Wi-Fi drops on Windows 11 after KB5035853 update? Try these fixes
Windows 11 23H2's KB5035853 update broke Wi-Fi for many. Here's the fix that worked for me and my team—no need to nuke your system.
Cause #1: The KB5035853 update broke your Wi-Fi adapter's power management
I know it's maddening when your Wi-Fi drops mid-call or right as you're about to send an email. The February 2024 update (KB5035853) for Windows 11 23H2 has a nasty habit of flipping the "allow the computer to turn off this device to save power" setting back on for Wi-Fi adapters. Microsoft hasn't officially acknowledged this, but I've seen it on Dell XPS 15s, Lenovo ThinkPads, and even custom builds with Intel AX210 adapters. The fix is dead simple.
- Press Win + X and select Device Manager.
- Expand Network adapters. Look for your Wi-Fi adapter—common names are Intel(R) Wi-Fi 6E AX210 160MHz or Realtek 8822CE Wireless LAN 802.11ac PCI-E NIC.
- Right-click your Wi-Fi adapter and go to Properties.
- Switch to the Power Management tab.
- Uncheck "Allow the computer to turn off this device to save power".
- Click OK and restart your machine.
This alone fixes the issue for about 70% of people I've helped. The update resets this checkbox on every reboot for some adapters—so if it doesn't stick, come back to this and check again after your next restart. I've seen it re-enable itself after a few days on a few HP Spectre x360 units.
Cause #2: Broken Intel Wi-Fi driver after the update
If the power management fix didn't work, the update probably clobbered your driver. Windows Update sometimes pushes a broken driver alongside the cumulative update. I've seen Intel's 22.200.2.1 driver cause random disconnects every 5–10 minutes, especially on 5 GHz networks. The fix is to roll back to the previous driver or install the one from Intel's site directly.
How to roll back the driver
- Open Device Manager again.
- Right-click your Wi-Fi adapter → Properties.
- Go to the Driver tab.
- Click Roll Back Driver. If it's grayed out, you don't have a previous version saved—skip to the next method.
- If rollback is available, select Yes and restart.
Manual driver install from Intel
When rollback isn't an option, head to Intel's support site and grab the latest Wi-Fi driver directly. As of March 2025, version 23.40.0.4 is stable. Here's the trick: Windows Update will try to replace your manually installed driver later. To stop that, you need to block driver updates through Windows Update:
# Open Command Prompt as Administrator
# Download the wushowhide.diagcab tool from Microsoft
# Run it and hide the Wi-Fi driver update
Or use Group Policy (Windows 11 Pro/Enterprise):
- Press Win + R, type
gpedit.msc, hit Enter. - Go to Computer Configuration → Administrative Templates → Windows Components → Windows Update.

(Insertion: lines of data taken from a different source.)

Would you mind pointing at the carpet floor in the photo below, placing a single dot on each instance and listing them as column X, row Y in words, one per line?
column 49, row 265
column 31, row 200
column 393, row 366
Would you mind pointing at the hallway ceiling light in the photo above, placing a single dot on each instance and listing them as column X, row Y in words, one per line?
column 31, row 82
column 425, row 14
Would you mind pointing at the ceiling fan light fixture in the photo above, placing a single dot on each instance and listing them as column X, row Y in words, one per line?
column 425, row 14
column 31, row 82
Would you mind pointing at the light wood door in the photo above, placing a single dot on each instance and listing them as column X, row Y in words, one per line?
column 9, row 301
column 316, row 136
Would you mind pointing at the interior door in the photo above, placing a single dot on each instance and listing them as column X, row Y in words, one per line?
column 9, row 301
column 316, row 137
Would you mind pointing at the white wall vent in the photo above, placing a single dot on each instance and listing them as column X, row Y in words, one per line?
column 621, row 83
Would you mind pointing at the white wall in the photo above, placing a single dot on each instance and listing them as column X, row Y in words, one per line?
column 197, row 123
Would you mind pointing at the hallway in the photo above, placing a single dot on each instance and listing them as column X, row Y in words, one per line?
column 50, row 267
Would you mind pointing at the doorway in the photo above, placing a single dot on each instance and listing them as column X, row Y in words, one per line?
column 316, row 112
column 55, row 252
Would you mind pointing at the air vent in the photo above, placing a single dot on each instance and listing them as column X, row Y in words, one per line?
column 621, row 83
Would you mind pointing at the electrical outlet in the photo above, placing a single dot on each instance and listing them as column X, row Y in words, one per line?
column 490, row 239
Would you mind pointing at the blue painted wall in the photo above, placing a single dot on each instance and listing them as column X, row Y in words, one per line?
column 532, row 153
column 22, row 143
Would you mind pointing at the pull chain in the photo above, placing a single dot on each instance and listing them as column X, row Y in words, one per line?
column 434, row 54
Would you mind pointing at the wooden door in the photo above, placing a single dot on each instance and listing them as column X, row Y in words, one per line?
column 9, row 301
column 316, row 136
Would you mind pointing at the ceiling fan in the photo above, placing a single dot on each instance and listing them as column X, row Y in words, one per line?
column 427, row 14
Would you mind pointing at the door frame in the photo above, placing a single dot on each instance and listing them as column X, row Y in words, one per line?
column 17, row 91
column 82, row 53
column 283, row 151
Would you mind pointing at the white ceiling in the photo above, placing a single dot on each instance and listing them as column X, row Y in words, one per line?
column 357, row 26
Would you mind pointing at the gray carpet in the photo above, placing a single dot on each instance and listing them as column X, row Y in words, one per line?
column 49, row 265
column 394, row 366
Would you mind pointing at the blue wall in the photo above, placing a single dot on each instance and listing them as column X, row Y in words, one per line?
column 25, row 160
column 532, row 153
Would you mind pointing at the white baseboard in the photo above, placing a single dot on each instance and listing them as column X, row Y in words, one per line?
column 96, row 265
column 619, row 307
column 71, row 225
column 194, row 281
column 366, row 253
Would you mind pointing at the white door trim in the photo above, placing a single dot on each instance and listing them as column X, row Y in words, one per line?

- Enable Do not include drivers with Windows Updates.
Important note: If you have a Realtek or Qualcomm adapter, the same logic applies—just grab the driver from your laptop manufacturer's site, not from Realtek's generic page. OEM drivers are tweaked for your specific hardware.
Cause #3: The network stack got corrupted or misconfigured after the update
Sometimes the update messes with your TCP/IP stack or DNS settings. I've seen this happen when the update re-enables a VPN adapter or virtual network adapter that conflicts with your physical Wi-Fi card. The easiest fix is a full network reset, which wipes your Wi-Fi profiles and resets all network components. It's blunt, but it works when the other two causes aren't the culprit.
Run a full network reset
- Go to Settings → Network & internet → Advanced network settings.
- Click Network reset.
- Click Reset now. Yes, that'll remove all saved Wi-Fi networks and VPN connections. Write down your Wi-Fi password first.
- Wait for Windows to restart.
Flush DNS and renew IP (skip if reset worked)
If you don't want the nuclear option, try this first from Command Prompt as Admin:
ipconfig /flushdns
ipconfig /release
ipconfig /renew
netsh winsock reset
netsh int ip reset
Restart after running these. I've seen this fix stubborn disconnects on Dell Inspiron 16 Plus machines where only the browser kept losing connectivity, not the whole system.
Quick-reference summary
| Cause | Fix | Time |
|---|---|---|
| Power management checkbox reset | Uncheck in Device Manager > Power Management | 2 minutes |
| Broken driver | Roll back or manually install from Intel/OEM site, block driver updates | 15 minutes |
| Corrupted network stack | Network reset or flush DNS/renew IP commands | 5 minutes |
If none of these work, check if you have any third-party antivirus or firewall that might be interfering—I've seen Bitdefender and McAfee kill Wi-Fi after updates. Disable them temporarily to test. Also, check your router's firmware; some users needed a router firmware update to stay connected to Windows 11's 6 GHz band. Good luck—I'm confident the fix above will get you sorted.